There are many more examples of this type of Web 2.0 application!

Social Networking Sites

There are many different social networking sites. These sites enable people to share information about themselves, make connections to others online, and join in groups. Three of the largest serve very different groups:

  • MySpace - this is used by teenagers - paricularly popular in middle and high school
  • Facebook - this is most popular among older teens, twenties, etc. - more than 95% of college students are in Facebook!
  • LinkedIn - this is most popular in the business, consulting and professional community

In remarkable ways these communities are replacing (or supplementing) face-to-face communities.

All atwitter

Twitter is not very easy to define. Well, actually, it is a kind of text messaging. Simple, in that regard. But, it moves so fast, using so many modes, that it seems all atwitter!

  • Mobile Texts
  • Instant Messages
  • Desktop Apps
  • Web Timeline

It's social networking - messages flitting from one place to another.... twitterers communicate in tweets (short text messages).

  • atwit·ter (ə twit′ər)
    in a state of nervous excitement


Mashups are hybrid applications that combine two applications that otherwise would stand separately, such as a database and a map.

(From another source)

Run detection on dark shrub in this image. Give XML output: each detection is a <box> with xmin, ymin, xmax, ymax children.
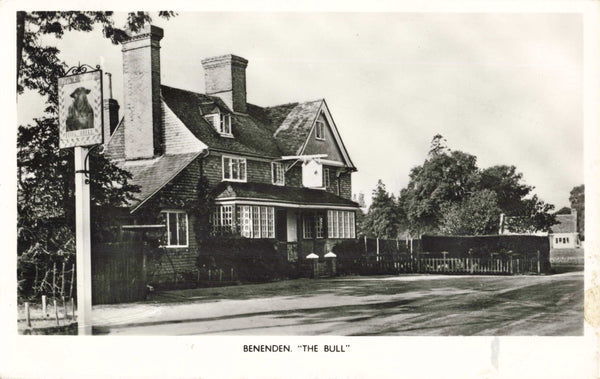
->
<box><xmin>197</xmin><ymin>236</ymin><xmax>294</xmax><ymax>282</ymax></box>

Here are a couple of examples:

  • Frappr is a very popular social mapping application
  • SiteMeter autocreates a map of locations visiting a web page - such as this one of visitors in the past day to the Online Learning Update blog.

There are many ways that we might use these in classes or to make meaning out of multiple sets of data.

To combine a couple of Web 2.0 applications - check out this Flickr of Images tagged as Mashups !

Pedagogical Considerations

As with all online and blended learning, the preferred pedagogical approach is to encourage participation of learners in active learning; interaction; and engagement with the instructor, learning materials, and fellow learners.

Intellectual Property Rights in a Web 2.0 World

With new content created every split second and the ability to copy everything online in an instant, does copyright mean anything anymore? To those who use Creative Commons, it does.

The Wayback Machine at the Internet Archive collects copies of online materials - billions (85) of Web pages - and keeps them neatly archived by year and month. This is a grand resource for many purposes - not the least of which is to revive "dead" links. The Internet Archive also will serve up audio for podcasts and other applications!

The next BIG (little) thing!

Web 2.0 has commonly been described as being in a state of perpetual beta - one might ask When Will We Ever Get there? The answer, of course, is that we are there and we will never get there.

Web 2.0 continues to evolve and expand. Along the way there are developments that lift us to a new level - the iPhone and Touch iPod for example. It appears that these platforms have helped us to pass the barrier to mobile learning (M-Learning or Handheld Learning). Check out this tour of the Colorado Tech online learning portal via an iPhone:

Multi-User Virtual Environments (MUVE) have also passed a threshold with the advent of Second Life. In Higher Ed in Second Life: Fall 2007 you can glimpse the future of simulations and virtual interactions. And, Second Life, is only one of some three dozen active MUVEs - and speculation is rampant that Google is about to release the Metaverse "My World" - a MUVE / social networking site with avatars roaming Google Earth!

This reminds us of words attributed to Hericlitus, in about 500 B.C.

Hericlitus by Johannes Moreelse
"the only thing constant is change itself"

A Postscript ... and a beginning - to be continued

Michael Wesch and his Cultural Anthropology students just released another video last week, it is a class project from the spring 2007 term. I think it contains some things we might want to talk about:
A Vision of Students Today .

I hope this will be a springboard to some continuing Conversations.